In this lecture, we review some popular computer languages commonly used in computational statistics. We want to understand why some languages are faster than others and what are the remedies for the slow languages.
1 Types of computer languages
Compiled languages (low-level languages): C/C++, Fortran, …
Directly compiled to machine code that is executed by CPU
Pros: fast, memory efficient
Cons: longer development time, hard to debug
Interpreted language (high-level languages): R, Matlab, Python, SAS IML, JavaScript, …
Typical execution of a high-level language such as R, Python, and Matlab.
To improve efficiency of interpreted languages such as R or Matlab, conventional wisdom is to avoid loops as much as possible. Aka, vectorize code > The only loop you are allowed to have is that for an iterative algorithm.

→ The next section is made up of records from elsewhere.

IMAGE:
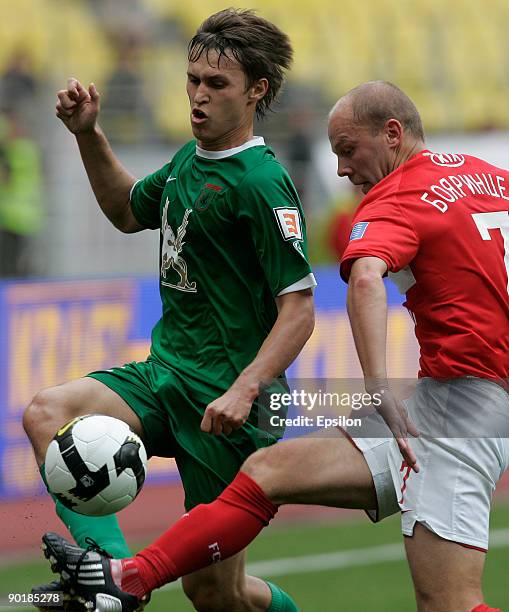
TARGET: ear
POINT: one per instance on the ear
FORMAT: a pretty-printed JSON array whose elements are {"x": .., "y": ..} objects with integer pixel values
[
  {"x": 393, "y": 132},
  {"x": 258, "y": 90}
]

When looping is unavoidable, need to code in C, C++, or Fortran. This creates the notorious two language problem
Success stories: the popular glmnet package in R is coded in Fortran; tidyverse and data.table packages use a lot RCpp/C++.
High-level languages have made many efforts to bring themselves closer to the performance of low-level languages such as C, C++, or Fortran, with a variety levels of success.
Matlab has employed JIT (just-in-time compilation) technology since 2002.
Since R 3.4.0 (Apr 2017), the JIT bytecode compiler is enabled by default at its level 3.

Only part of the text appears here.